VFleaKing thought this was a naked Hash question. So I decided to write hash + sort. The number of nodes in the length range represented by the suffix automatic machine contains L, the number of nodes in the depth of the suffix tree is L. But HZHWCMHF takes a look at VFleaKing’s approach and says it’s very sweaty. So he tried to cut him off.
VFleaKing uses a lexicographical hash, which looks like this: u64 val = 0; for (int i = 0; i < l; i++) val = (val * base + s[i] – ‘a’) % Mod; U64 is unsigned int64, the range is 0, 2^64. Base is a constant, VFleaKing determines its mood. Mod = 1000000007. Then VFleaKing sorts the hashes, deduplicates them, and finds out how many different hashes there are. The C++ code for its algorithm is as follows:
typedef unsigned long long u64;
const int MaxN = 100000;
inline int hash_handle(const char *s, const int &n, const int &l, const int &base)
{
const int Mod = 1000000007;
u64 hash_pow_l = 1;
for (int i = 1; i <= l; i++)
hash_pow_l = (hash_pow_l * base) % Mod;
int li_n = 0;
static int li[MaxN];
u64 val = 0;
for (int i = 0; i < l; i++)
val = (val * base + s[i] – ‘a’) % Mod;
li[li_n++] = val;
for (int i = l; i < n; i++)
{
val = (val * base + s[i] – ‘a’) % Mod;
val = (val + Mod – ((s[i – l] – ‘a’) * hash_pow_l) % Mod) % Mod;
li[li_n++] = val;
}
sort(li, li + li_n);
li_n = unique(li, li + li_n) – li;
return li_n;
}
HZHWCMHF certainly knows how to jam!
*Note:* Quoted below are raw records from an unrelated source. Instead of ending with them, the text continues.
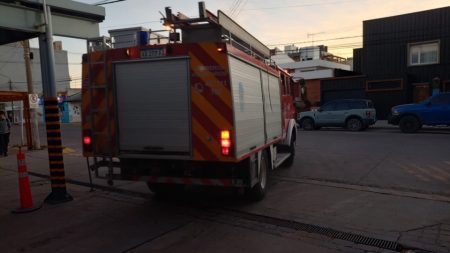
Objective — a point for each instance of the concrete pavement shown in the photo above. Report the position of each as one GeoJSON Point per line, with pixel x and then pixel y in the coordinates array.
{"type": "Point", "coordinates": [105, 221]}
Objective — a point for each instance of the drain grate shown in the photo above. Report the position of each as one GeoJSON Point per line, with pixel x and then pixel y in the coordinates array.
{"type": "Point", "coordinates": [329, 232]}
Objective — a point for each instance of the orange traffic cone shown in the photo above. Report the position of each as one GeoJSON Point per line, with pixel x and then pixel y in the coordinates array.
{"type": "Point", "coordinates": [26, 200]}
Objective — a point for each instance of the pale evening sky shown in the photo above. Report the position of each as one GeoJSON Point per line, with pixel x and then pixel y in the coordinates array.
{"type": "Point", "coordinates": [275, 23]}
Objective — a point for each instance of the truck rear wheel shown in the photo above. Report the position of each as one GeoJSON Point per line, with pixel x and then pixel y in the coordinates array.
{"type": "Point", "coordinates": [409, 124]}
{"type": "Point", "coordinates": [258, 191]}
{"type": "Point", "coordinates": [162, 190]}
{"type": "Point", "coordinates": [291, 148]}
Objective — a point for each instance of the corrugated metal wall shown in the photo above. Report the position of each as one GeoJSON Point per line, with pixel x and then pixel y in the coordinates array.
{"type": "Point", "coordinates": [386, 40]}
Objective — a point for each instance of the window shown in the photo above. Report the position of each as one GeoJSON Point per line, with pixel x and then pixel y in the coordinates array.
{"type": "Point", "coordinates": [342, 105]}
{"type": "Point", "coordinates": [441, 99]}
{"type": "Point", "coordinates": [358, 104]}
{"type": "Point", "coordinates": [423, 53]}
{"type": "Point", "coordinates": [384, 85]}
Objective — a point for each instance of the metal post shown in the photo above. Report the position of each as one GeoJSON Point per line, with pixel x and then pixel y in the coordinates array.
{"type": "Point", "coordinates": [59, 192]}
{"type": "Point", "coordinates": [33, 119]}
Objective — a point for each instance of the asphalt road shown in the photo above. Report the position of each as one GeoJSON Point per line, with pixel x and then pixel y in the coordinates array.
{"type": "Point", "coordinates": [373, 191]}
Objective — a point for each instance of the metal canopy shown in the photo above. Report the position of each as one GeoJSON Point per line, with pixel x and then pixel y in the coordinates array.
{"type": "Point", "coordinates": [24, 19]}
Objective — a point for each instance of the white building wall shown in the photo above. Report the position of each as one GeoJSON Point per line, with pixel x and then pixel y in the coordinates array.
{"type": "Point", "coordinates": [316, 74]}
{"type": "Point", "coordinates": [12, 68]}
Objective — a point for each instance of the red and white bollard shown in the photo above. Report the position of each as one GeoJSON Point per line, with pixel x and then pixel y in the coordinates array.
{"type": "Point", "coordinates": [26, 200]}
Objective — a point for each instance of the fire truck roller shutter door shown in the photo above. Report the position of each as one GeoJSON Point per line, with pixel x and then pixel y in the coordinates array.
{"type": "Point", "coordinates": [161, 125]}
{"type": "Point", "coordinates": [248, 104]}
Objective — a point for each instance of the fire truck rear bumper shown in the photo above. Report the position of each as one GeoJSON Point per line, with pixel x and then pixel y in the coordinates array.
{"type": "Point", "coordinates": [193, 181]}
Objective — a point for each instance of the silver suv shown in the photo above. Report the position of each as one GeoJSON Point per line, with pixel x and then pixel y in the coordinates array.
{"type": "Point", "coordinates": [354, 114]}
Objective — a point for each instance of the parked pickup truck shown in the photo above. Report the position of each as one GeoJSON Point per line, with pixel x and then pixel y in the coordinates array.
{"type": "Point", "coordinates": [353, 114]}
{"type": "Point", "coordinates": [433, 111]}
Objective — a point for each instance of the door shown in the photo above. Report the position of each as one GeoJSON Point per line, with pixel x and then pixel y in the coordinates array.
{"type": "Point", "coordinates": [153, 105]}
{"type": "Point", "coordinates": [326, 114]}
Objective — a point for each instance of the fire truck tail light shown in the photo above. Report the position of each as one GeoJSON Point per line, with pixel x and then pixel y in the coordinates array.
{"type": "Point", "coordinates": [87, 140]}
{"type": "Point", "coordinates": [225, 142]}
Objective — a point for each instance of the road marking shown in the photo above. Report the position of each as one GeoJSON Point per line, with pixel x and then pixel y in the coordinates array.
{"type": "Point", "coordinates": [442, 172]}
{"type": "Point", "coordinates": [426, 172]}
{"type": "Point", "coordinates": [414, 173]}
{"type": "Point", "coordinates": [409, 193]}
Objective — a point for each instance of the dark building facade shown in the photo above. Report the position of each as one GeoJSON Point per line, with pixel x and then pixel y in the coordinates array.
{"type": "Point", "coordinates": [404, 59]}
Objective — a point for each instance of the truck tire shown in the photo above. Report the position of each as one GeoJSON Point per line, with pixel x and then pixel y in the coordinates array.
{"type": "Point", "coordinates": [354, 124]}
{"type": "Point", "coordinates": [165, 190]}
{"type": "Point", "coordinates": [258, 191]}
{"type": "Point", "coordinates": [291, 149]}
{"type": "Point", "coordinates": [307, 124]}
{"type": "Point", "coordinates": [409, 124]}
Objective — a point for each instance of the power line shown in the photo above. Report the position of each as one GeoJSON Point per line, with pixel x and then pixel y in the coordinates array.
{"type": "Point", "coordinates": [301, 5]}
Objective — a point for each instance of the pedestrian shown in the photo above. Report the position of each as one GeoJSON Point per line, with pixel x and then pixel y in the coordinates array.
{"type": "Point", "coordinates": [5, 129]}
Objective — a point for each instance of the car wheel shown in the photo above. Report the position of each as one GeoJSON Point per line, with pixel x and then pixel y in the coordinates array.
{"type": "Point", "coordinates": [409, 124]}
{"type": "Point", "coordinates": [307, 124]}
{"type": "Point", "coordinates": [354, 124]}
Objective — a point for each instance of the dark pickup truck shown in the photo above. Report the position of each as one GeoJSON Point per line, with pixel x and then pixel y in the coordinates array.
{"type": "Point", "coordinates": [433, 111]}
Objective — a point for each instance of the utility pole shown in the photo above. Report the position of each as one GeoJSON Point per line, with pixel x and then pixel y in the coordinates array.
{"type": "Point", "coordinates": [59, 192]}
{"type": "Point", "coordinates": [33, 116]}
{"type": "Point", "coordinates": [12, 102]}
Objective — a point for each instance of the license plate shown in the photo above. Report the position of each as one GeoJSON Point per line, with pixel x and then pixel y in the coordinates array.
{"type": "Point", "coordinates": [152, 52]}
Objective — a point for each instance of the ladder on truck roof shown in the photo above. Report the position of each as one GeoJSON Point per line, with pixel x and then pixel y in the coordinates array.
{"type": "Point", "coordinates": [95, 86]}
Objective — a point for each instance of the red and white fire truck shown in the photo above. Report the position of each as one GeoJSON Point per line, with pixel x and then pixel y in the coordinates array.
{"type": "Point", "coordinates": [204, 108]}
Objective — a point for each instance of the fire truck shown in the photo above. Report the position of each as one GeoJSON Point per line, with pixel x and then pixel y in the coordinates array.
{"type": "Point", "coordinates": [202, 107]}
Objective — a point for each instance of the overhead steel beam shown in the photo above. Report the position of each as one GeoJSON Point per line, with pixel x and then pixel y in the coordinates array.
{"type": "Point", "coordinates": [25, 19]}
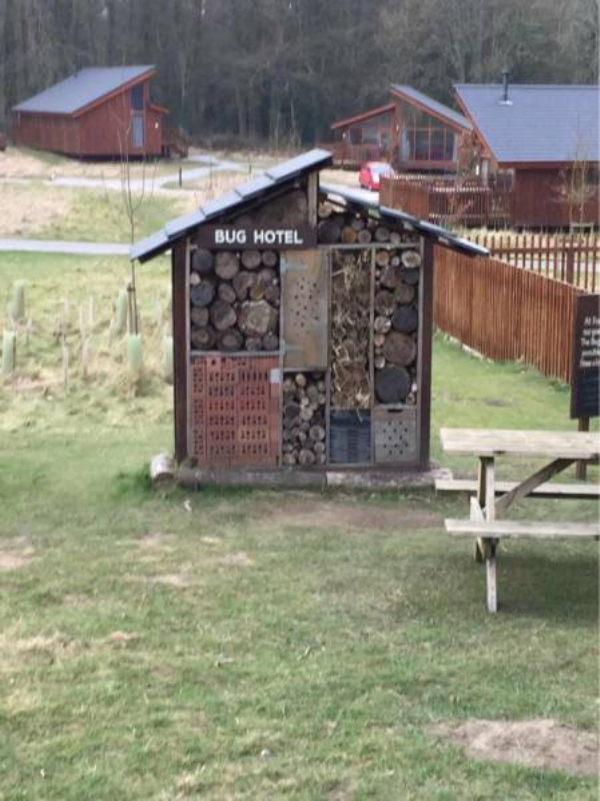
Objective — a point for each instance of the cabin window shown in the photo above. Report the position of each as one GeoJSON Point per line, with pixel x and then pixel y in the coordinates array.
{"type": "Point", "coordinates": [137, 97]}
{"type": "Point", "coordinates": [137, 131]}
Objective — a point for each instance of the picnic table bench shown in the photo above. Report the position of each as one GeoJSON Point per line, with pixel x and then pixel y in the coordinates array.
{"type": "Point", "coordinates": [563, 448]}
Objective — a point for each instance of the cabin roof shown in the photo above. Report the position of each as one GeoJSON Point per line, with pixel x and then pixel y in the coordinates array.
{"type": "Point", "coordinates": [539, 123]}
{"type": "Point", "coordinates": [365, 115]}
{"type": "Point", "coordinates": [429, 104]}
{"type": "Point", "coordinates": [85, 87]}
{"type": "Point", "coordinates": [264, 185]}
But he wants to test you. \
Input
No input. \
Output
You need to output a set of data to make the VFleaKing code WA out. We will use Special Judge to check the validity of your results. The first line contains two numbers, n and L, separated by Spaces. The second line is a string of length N. Contains only ‘a’ to ‘z’. Need to ensure that 1 <= n <= 10^5, 1 <= L <= n, do not conform to the above format will WA. Do not have redundant characters, which may cause you to WA.
Sample Input
There is no \
Sample Output
8 4 buaabuaa (of course this output will be WA) \
HINT
If there are 23 or more people in a room, there is a greater than 50% chance that at least two of them will share a birthday. \
Source
VFleaKing & hzhwcmhf
Title link: www.lydsy.com/JudgeOnline…
Analysis:
If there are 23 or more people in a room, there is a greater than 50% chance that at least two of them will share a birthday.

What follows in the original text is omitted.